前回は発電機に触れましたが燃料が無ければもちろん動きません。燃料の備蓄は重要な災害対策となります。
政府の見解として、各自治体に「非常用発電機の購入と燃料の備蓄等による非常用電力確保をしなさい」とありますが、これは目標というよりは絶対的な条件かもしれません。人命救助の観点から重要な72時間は外部からの供給なしで非常用電源を稼働可能とする措置が望ましく、また停電の長期化に備え、1週間程度は災害対応に支障がでないよう準備することが望ましくなります。その際軽油や重油等の燃料の備蓄等は消防法建築基準法等により制限される場合もあるため、あらかじめ燃料販売事業者等との優先供給に関する協定の締結等も検討となります。つまり、72時間は外部からの供給なしで非常用電源を稼働可能とすることが重要になります。
消防庁では地方公共団体に対し、早急にこの取り組みを進め、2020年度までに完了させるよう次の通知を出しています。

  1. 非常用電源の整備を図ること
  2. 非常用電源については72時間稼働できるよう燃料等を備蓄しておくこと
  3. 非常用電源については浸水や地震に備えた対策を講じること

とあります。
奈良県を一例として挙げると、奈良県と奈良県石油商業組合とは災害時等における燃料供給等に関し、県内で災害が発生した場合または発生するおそれが生じた場合において、被災者および避難者に対する救援の円滑化を図るため、燃料等の優先供給を円滑に行うことを目的として協定を結んでいます。
一方で自治体などには頼らず「個人」や「集合住宅」としても取り組みをしておくことをお勧めします。固形燃料、カセットボンベ、灯油などです。
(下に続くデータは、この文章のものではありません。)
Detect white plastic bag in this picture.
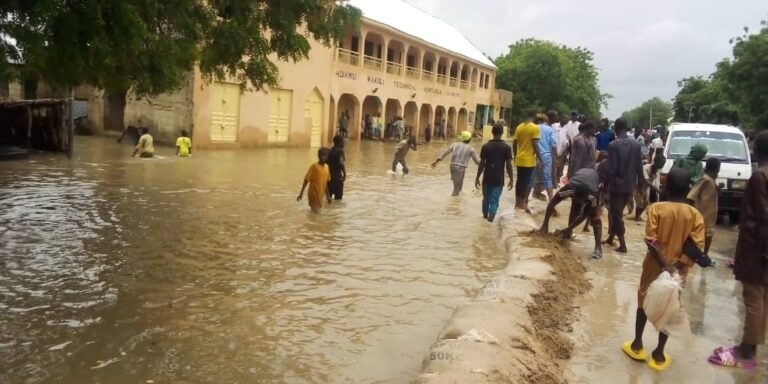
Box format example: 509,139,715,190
642,271,691,338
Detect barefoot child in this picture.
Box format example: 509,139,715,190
297,148,332,213
392,135,417,175
687,158,720,256
622,168,707,371
132,128,155,158
432,131,480,196
539,168,603,259
176,130,192,157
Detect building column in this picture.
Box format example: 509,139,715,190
358,29,367,67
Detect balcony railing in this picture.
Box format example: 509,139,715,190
405,66,421,80
421,71,435,82
386,62,403,76
337,48,360,66
436,74,448,85
460,80,469,89
449,78,458,87
363,55,384,71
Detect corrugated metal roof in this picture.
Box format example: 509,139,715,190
348,0,496,69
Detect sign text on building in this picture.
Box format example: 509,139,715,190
367,75,385,85
336,70,357,80
394,81,417,91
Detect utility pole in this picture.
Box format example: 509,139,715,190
649,107,653,130
687,105,695,123
67,87,74,159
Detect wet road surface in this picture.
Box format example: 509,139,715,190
552,209,768,383
0,137,510,383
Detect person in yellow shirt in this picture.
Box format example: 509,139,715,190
513,110,542,212
132,128,154,158
297,147,332,213
176,130,192,157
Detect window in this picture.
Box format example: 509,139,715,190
667,130,748,163
351,36,359,52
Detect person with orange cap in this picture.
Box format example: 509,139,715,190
432,130,481,196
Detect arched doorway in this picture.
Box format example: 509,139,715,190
337,94,360,140
458,108,468,131
448,107,457,137
420,103,433,140
304,88,325,148
404,101,418,137
471,68,479,89
384,99,402,139
361,95,382,139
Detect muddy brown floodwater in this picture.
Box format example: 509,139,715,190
0,137,510,384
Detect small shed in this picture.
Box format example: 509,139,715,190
0,99,71,158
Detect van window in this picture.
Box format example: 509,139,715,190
667,131,748,163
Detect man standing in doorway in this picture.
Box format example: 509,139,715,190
605,118,644,253
475,123,514,222
339,111,349,138
513,110,542,213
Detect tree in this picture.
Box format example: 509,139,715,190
672,74,739,125
724,20,768,130
620,97,673,129
0,1,361,130
494,38,607,119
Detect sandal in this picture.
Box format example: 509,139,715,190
621,341,647,362
648,353,672,371
708,346,757,369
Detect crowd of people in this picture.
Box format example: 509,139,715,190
299,115,768,372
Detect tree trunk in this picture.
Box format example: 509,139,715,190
106,89,127,132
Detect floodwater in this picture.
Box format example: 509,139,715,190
0,136,509,384
557,210,768,383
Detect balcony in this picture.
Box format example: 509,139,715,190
386,62,403,76
363,55,384,72
460,80,469,90
436,74,448,85
449,78,458,87
405,66,421,80
421,71,435,82
337,48,360,66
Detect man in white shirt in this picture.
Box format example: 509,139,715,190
551,111,570,187
564,111,581,145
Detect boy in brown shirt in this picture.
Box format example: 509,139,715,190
710,131,768,369
622,168,706,371
688,158,720,256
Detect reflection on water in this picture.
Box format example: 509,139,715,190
0,137,508,383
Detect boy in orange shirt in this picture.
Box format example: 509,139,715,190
622,168,709,371
297,147,332,213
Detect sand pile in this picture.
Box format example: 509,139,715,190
416,225,591,384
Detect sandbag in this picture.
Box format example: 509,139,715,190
642,271,690,338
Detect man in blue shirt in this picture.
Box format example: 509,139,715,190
532,114,558,201
595,118,615,152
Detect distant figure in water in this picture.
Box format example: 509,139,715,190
327,135,346,201
176,130,192,157
297,147,332,213
539,168,603,259
132,128,154,158
392,135,417,175
432,130,480,196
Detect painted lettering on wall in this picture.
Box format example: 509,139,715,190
367,75,385,85
447,90,461,97
424,87,442,95
394,81,416,91
336,70,357,80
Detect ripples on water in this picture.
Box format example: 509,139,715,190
0,137,509,383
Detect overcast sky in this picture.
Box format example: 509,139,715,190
407,0,766,117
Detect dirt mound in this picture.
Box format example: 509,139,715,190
523,232,591,381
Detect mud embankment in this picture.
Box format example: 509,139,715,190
416,219,591,384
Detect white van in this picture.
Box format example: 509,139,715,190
661,123,751,217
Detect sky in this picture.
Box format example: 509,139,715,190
406,0,767,118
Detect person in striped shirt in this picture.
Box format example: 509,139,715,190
432,130,481,196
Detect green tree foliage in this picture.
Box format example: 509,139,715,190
672,19,768,130
0,1,361,128
494,38,607,119
620,97,673,129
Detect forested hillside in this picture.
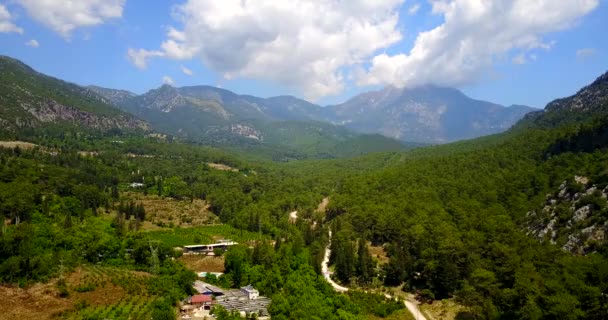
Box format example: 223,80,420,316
1,56,608,319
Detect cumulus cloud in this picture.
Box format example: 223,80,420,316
25,39,39,47
181,65,193,76
576,48,596,59
359,0,599,89
408,4,421,15
512,53,526,65
127,48,165,69
0,4,23,34
16,0,124,38
130,0,404,100
162,76,175,85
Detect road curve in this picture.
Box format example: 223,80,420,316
322,231,349,292
323,231,426,319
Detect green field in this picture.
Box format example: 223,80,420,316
66,294,159,320
144,224,267,247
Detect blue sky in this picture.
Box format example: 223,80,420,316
0,0,606,109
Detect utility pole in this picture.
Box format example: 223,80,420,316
148,240,161,274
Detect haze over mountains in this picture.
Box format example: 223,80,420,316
89,72,536,145
1,54,536,159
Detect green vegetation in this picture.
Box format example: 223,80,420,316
146,225,266,247
2,64,608,319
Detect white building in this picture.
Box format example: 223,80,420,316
241,285,259,300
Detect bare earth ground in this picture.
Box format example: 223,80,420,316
206,162,239,172
316,197,330,213
123,192,219,228
179,255,226,273
0,282,71,320
368,244,390,264
0,140,39,150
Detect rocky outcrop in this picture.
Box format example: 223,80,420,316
26,99,148,131
527,176,608,254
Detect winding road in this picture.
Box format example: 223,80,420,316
322,230,427,320
321,231,349,292
290,199,426,319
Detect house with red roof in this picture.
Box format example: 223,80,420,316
190,294,214,310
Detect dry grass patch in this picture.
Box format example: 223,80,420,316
367,309,415,320
124,193,220,228
0,140,39,150
316,197,330,213
207,162,239,172
179,255,226,273
419,298,469,320
369,244,390,264
0,282,72,320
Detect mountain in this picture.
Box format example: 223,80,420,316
322,85,536,144
87,85,137,107
94,84,410,159
520,71,608,128
0,56,148,133
94,83,534,148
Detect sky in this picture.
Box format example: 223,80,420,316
0,0,606,109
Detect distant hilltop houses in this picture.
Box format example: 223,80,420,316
182,280,271,319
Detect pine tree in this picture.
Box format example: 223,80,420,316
357,238,374,285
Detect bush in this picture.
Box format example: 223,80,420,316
57,278,69,298
74,282,97,293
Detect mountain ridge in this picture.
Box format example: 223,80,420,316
0,55,148,133
92,82,535,145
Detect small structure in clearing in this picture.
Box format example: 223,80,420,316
183,239,238,255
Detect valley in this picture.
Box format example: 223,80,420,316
1,55,608,320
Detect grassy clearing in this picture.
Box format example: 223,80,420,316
368,244,389,264
145,224,267,247
123,193,219,228
419,298,470,320
0,140,39,150
367,309,416,320
206,162,239,172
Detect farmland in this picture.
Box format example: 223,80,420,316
144,224,267,248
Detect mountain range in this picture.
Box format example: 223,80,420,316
89,79,536,145
1,55,537,158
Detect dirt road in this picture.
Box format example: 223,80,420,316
322,231,349,292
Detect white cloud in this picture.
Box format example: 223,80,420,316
16,0,125,38
408,4,421,15
0,4,23,34
359,0,599,89
181,65,193,76
131,0,404,100
162,76,175,85
127,48,165,69
512,53,526,65
576,48,596,59
25,39,39,48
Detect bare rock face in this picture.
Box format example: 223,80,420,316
526,176,608,255
572,205,591,223
27,99,148,131
0,55,149,133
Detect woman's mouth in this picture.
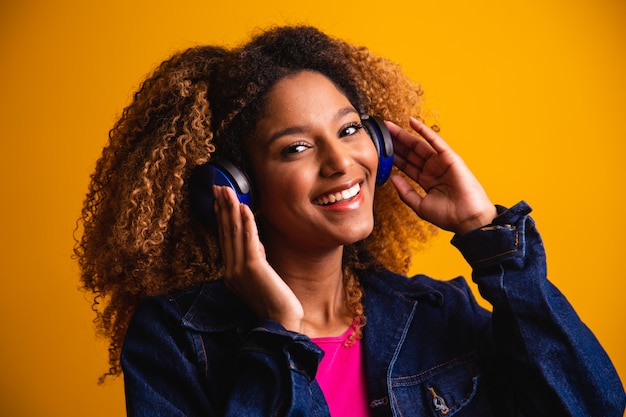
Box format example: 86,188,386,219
313,183,361,206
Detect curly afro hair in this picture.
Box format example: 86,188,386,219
74,25,436,381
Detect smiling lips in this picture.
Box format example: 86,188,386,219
313,183,361,206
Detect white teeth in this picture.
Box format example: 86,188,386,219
315,183,360,205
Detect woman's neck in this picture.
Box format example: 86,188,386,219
265,244,353,337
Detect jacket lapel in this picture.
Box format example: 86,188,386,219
361,271,419,416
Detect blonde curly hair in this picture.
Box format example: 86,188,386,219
75,25,436,381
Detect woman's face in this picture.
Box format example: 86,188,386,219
248,71,378,254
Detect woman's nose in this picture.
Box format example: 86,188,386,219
319,139,353,178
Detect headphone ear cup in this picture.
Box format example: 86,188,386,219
189,159,252,230
362,115,394,186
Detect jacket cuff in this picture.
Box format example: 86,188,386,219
451,201,534,269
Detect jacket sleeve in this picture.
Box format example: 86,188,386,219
451,201,625,417
121,296,328,417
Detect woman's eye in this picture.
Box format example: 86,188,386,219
281,142,310,156
340,122,364,138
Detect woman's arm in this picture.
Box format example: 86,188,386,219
453,202,625,415
388,119,625,415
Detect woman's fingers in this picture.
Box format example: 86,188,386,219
386,117,497,234
240,199,264,261
390,175,423,213
387,121,436,158
407,117,452,154
386,120,438,181
214,185,245,276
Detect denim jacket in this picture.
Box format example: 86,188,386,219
121,201,626,416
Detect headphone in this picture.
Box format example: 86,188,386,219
190,115,393,229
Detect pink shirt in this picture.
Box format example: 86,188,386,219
312,325,370,417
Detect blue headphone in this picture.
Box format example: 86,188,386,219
190,115,393,229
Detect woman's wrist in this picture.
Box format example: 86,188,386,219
454,205,498,236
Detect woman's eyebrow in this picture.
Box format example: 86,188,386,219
267,107,359,144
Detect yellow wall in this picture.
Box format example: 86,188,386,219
1,0,624,415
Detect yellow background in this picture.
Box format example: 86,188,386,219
1,0,624,415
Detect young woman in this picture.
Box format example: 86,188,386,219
75,26,625,416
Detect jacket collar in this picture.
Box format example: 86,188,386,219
178,280,255,332
177,268,443,332
360,267,444,305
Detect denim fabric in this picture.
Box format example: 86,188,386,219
122,201,626,416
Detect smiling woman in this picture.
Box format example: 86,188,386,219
248,72,380,259
74,25,625,416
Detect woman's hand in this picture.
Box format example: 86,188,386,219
387,118,497,235
214,186,304,332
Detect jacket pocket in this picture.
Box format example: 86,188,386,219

例えばキャンプなどのアウトドアでの調理に使用できる固形燃料は災害時において有効に使用できます。最近の固形燃料タイプはある程度の回数の飯ごう炊飯が可能な火力と耐久力を持っていて、特に災害時に火の調達が難しいとき、長時間燃焼可能なタイプは重宝します。長時間燃焼により寒いときは暖もとれ、温かい飲み物や食べ物は体をとても楽にし、安らぎを与えてくれます。固形燃料は比較的安全で備蓄にも適していると思います。
燃料といえば、自動車のガソリンもそうです。最近でも台風15号に伴う千葉県の停電に休業するガソリンスタンドが多い中、営業しているガソリンスタンドには大行列ができました。私たちの日常生活に、自動車のガソリンや軽油、暖房用の灯油などの燃焼は欠かせません。停電になってもガソリンスタンドが営業できるように自家発電設備を持ち、災害時でも住民向けに燃料供給を続けられる給油所「住民拠点SS(サービスステーション)」の整備が全国で進められています。日ごろから近くの住民拠点SSの場所を知っておきましょう。
燃料備蓄は法律や危険性との整合もありますが最低限生き延びるための必要な備蓄です。十分な注意と管理による備蓄が必要となります。